Any acceleration problem can be solved given three variables and the kinematics equations.

#### Explanation:

In kinematics problems, there are five variables:
${\vec{v}}_{i} \text{ }$ (initial velocity)
${\vec{v}}_{f} \text{ }$ (final velocity)
$\vec{a} \text{ }$ (acceleration)
$\Delta \vec{d} \text{ }$ (displacement)
$\Delta t \text{ }$ (elapsed time)

and five equations, each of which only uses four of the variables:

$\Delta \vec{d} = {\vec{v}}_{i} t + \frac{1}{2} \vec{a} \Delta {t}^{2}$
$\Delta \vec{d} = {\vec{v}}_{f} t - \frac{1}{2} \vec{a} \Delta {t}^{2}$
$\Delta \vec{d} = \frac{{\vec{v}}_{i} + {\vec{v}}_{f}}{2} \Delta t$
$\vec{a} = \frac{{\vec{v}}_{f} - {\vec{v}}_{i}}{\Delta t}$
${\vec{v}}_{f}^{2} = {\vec{v}}_{i} 2 + 2 \vec{a} \Delta \vec{d}$

so to solve any question, we need three variables, and the equation that has the fourth we are trying to find.

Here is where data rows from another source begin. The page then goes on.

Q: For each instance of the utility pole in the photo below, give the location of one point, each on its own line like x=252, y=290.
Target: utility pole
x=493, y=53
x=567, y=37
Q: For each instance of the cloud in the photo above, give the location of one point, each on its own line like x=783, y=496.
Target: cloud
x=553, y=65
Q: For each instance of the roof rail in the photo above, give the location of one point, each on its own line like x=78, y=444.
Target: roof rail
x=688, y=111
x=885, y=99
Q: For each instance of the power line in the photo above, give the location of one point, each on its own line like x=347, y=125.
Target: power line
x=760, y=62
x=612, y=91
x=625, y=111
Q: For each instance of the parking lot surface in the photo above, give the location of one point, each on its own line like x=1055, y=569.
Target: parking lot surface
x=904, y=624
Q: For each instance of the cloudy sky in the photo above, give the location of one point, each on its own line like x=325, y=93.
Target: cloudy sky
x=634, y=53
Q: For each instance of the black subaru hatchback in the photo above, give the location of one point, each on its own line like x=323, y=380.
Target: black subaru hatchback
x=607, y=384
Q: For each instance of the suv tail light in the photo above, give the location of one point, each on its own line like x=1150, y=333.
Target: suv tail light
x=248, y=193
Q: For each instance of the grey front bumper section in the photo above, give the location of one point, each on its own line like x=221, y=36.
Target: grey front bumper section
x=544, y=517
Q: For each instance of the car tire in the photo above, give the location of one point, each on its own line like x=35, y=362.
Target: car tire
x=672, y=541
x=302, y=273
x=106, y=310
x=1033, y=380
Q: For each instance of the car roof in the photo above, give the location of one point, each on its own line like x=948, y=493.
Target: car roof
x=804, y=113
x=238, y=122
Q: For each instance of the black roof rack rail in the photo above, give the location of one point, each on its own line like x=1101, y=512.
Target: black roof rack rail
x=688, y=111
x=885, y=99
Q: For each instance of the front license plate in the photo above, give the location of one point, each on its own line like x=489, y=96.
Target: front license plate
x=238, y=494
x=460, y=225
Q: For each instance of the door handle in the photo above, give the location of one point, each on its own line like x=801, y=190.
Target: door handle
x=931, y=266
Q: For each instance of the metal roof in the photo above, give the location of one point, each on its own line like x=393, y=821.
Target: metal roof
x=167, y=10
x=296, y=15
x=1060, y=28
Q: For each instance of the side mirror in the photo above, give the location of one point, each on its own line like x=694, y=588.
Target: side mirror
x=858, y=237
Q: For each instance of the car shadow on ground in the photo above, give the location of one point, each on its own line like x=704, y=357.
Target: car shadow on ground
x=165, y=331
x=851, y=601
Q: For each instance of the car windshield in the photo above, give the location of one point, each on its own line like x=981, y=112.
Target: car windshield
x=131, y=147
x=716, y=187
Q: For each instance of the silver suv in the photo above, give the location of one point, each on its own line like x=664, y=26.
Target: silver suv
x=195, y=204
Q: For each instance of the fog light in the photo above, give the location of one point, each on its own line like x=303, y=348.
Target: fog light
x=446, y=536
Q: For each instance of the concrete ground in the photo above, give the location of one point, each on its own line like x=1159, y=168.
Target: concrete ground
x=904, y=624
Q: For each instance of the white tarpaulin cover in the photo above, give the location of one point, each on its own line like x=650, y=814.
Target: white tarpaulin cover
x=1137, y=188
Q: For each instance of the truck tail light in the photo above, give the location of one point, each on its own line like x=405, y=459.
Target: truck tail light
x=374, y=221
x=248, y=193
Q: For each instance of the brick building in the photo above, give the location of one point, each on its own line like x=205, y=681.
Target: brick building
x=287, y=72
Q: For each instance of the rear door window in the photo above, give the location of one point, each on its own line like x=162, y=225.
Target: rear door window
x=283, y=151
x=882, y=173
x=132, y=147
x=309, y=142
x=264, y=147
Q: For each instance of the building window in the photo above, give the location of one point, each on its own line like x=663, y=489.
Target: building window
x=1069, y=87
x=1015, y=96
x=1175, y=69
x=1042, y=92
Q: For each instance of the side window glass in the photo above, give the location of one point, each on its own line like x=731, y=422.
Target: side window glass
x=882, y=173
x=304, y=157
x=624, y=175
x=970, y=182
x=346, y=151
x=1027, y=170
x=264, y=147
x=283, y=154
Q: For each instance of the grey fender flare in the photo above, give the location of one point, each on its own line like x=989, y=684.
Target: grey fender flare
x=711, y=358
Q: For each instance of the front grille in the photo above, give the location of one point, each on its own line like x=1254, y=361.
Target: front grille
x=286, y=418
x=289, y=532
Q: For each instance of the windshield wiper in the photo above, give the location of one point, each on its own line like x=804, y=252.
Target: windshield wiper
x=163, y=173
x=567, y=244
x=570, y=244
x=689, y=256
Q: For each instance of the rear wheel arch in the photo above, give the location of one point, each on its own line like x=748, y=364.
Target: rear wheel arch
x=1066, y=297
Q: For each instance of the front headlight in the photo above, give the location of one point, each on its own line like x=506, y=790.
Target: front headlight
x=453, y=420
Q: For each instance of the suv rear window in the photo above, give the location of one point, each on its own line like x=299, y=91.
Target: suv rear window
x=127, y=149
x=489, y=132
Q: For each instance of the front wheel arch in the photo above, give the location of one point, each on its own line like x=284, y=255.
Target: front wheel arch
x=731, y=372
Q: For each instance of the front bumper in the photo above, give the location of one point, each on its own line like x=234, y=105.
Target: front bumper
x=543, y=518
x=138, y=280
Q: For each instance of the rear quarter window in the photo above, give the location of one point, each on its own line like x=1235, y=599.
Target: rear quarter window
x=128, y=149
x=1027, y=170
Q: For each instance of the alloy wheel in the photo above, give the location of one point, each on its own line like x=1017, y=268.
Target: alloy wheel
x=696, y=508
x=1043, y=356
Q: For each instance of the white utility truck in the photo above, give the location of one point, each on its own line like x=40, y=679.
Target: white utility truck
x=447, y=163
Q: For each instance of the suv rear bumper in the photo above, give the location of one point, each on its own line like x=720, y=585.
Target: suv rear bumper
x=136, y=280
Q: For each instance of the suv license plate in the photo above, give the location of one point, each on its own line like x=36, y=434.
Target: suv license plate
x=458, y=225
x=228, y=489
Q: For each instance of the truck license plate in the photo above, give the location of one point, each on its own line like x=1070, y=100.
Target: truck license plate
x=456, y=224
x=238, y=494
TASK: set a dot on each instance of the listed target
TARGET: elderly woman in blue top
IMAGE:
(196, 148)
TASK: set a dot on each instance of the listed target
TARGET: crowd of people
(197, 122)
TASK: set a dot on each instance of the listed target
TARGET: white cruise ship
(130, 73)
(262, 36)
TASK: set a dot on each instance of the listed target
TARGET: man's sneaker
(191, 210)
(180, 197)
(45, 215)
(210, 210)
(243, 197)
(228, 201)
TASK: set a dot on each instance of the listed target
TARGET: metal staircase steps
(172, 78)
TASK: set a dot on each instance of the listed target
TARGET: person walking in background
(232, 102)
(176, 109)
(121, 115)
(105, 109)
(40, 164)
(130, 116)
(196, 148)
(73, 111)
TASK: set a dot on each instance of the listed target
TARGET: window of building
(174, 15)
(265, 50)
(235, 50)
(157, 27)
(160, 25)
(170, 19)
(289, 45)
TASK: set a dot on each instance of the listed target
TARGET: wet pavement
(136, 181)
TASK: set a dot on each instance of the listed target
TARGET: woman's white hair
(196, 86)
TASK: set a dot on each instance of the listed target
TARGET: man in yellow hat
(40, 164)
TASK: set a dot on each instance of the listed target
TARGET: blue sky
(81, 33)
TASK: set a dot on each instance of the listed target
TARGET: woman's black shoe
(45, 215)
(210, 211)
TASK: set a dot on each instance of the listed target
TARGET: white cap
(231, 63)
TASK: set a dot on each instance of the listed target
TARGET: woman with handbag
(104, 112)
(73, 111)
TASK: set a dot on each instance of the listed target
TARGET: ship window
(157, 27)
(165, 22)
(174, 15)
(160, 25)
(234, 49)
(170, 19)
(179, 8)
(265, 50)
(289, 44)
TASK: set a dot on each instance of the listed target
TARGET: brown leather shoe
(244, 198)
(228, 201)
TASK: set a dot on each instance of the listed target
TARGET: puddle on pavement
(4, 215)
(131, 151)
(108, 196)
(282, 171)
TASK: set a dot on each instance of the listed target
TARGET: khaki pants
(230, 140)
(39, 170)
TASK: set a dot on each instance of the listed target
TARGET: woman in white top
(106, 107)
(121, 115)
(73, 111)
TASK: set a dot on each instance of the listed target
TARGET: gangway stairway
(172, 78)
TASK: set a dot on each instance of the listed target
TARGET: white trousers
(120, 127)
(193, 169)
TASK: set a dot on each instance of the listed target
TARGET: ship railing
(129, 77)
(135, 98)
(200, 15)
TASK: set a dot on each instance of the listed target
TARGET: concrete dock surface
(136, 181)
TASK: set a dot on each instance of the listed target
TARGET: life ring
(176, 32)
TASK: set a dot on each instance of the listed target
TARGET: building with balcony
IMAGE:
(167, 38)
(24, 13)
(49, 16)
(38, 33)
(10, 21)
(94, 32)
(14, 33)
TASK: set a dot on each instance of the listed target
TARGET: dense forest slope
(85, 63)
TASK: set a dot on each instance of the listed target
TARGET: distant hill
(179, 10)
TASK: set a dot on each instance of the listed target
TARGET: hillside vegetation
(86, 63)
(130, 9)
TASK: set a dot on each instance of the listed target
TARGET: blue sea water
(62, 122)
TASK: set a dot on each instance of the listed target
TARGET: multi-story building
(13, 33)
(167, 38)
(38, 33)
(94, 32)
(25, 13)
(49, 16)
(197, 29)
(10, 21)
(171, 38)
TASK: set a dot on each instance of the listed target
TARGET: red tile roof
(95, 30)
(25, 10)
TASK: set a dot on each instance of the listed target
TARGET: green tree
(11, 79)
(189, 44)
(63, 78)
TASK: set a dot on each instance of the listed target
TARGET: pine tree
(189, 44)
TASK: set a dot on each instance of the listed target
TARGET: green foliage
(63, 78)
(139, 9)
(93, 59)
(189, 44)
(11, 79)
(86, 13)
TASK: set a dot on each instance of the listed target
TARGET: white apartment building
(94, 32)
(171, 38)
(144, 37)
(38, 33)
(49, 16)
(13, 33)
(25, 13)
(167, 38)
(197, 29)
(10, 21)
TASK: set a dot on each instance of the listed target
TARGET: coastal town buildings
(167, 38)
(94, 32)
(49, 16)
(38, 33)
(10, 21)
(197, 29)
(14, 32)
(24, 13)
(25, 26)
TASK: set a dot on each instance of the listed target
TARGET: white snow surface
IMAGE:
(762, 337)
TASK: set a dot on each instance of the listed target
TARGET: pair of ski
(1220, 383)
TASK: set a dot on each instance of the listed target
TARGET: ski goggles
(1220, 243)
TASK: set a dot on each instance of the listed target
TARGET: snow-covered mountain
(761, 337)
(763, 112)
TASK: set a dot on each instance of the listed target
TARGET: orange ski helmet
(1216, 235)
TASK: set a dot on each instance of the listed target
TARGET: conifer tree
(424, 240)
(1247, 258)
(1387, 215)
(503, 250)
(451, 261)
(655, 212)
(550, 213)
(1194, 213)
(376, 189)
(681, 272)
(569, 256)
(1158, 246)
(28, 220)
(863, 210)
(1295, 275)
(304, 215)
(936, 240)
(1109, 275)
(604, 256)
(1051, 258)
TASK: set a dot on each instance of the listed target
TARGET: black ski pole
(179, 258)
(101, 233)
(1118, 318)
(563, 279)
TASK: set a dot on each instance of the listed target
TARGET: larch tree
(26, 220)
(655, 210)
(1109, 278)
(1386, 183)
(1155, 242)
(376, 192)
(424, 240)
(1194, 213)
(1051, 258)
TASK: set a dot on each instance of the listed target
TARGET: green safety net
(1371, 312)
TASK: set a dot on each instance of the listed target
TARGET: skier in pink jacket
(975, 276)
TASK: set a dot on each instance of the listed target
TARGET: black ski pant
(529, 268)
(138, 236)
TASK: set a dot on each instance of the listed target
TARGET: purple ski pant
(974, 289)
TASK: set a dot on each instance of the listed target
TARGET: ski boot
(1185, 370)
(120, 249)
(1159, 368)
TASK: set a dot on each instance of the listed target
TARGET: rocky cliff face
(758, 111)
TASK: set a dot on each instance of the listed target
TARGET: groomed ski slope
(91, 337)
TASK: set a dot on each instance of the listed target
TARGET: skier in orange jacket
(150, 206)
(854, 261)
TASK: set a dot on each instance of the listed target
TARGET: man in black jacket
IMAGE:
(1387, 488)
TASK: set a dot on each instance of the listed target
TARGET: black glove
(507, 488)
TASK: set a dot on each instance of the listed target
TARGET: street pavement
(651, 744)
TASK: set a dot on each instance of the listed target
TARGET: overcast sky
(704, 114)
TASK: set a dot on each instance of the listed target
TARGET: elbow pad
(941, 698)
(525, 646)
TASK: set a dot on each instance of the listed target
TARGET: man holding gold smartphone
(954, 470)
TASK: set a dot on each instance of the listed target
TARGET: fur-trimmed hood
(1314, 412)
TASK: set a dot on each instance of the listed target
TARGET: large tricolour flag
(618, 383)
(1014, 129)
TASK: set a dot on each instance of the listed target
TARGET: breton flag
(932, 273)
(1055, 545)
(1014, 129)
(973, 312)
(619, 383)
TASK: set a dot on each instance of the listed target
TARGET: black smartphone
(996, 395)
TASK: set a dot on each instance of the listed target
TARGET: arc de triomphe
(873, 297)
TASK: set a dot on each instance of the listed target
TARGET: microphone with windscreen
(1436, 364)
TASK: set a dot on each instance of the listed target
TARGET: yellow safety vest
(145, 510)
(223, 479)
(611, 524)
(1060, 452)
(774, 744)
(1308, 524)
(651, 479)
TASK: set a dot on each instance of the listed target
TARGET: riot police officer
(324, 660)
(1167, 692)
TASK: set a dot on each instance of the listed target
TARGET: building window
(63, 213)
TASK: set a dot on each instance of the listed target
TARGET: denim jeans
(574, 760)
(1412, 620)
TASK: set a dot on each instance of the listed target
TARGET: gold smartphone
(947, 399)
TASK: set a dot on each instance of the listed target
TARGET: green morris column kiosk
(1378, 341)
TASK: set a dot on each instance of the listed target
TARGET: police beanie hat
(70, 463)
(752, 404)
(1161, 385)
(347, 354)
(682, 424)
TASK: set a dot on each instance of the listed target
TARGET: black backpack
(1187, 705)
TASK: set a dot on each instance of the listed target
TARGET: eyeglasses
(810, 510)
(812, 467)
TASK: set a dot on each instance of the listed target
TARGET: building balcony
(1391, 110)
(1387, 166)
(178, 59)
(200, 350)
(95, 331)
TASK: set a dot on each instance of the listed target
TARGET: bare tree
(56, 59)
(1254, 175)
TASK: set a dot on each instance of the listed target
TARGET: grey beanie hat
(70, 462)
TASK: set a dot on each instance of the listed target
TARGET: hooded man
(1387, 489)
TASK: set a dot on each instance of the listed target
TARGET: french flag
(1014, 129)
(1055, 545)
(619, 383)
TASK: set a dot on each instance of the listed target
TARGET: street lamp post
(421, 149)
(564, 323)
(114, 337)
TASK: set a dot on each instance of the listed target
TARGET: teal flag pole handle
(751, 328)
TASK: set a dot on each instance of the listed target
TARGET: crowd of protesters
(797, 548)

In this question, we have our initial velocity, displacement, and time, and we are looking for acceleration. The equation that has those four variables is:

$\Delta \vec{d} = {\vec{v}}_{i} t + \frac{1}{2} \vec{a} \Delta {t}^{2}$

so let's insert our values and solve for the unknown:

$15 m = 5 \frac{m}{\cancel{s}} \cdot 12 \cancel{s} + \frac{1}{2} \vec{a} {\left(12 s\right)}^{2}$
$15 m = 60 m + \frac{1}{2} \cdot 144 {s}^{2} \cdot \vec{a}$
$15 m - 60 m = 72 {s}^{2} \cdot \vec{a}$
$\frac{- 45 m}{72 {s}^{2}} = \vec{a}$
$\vec{a} = - 0.625 \frac{m}{s} ^ 2$

This process works for any acceleration problem where we have three of the five variables, and are looking for a fourth.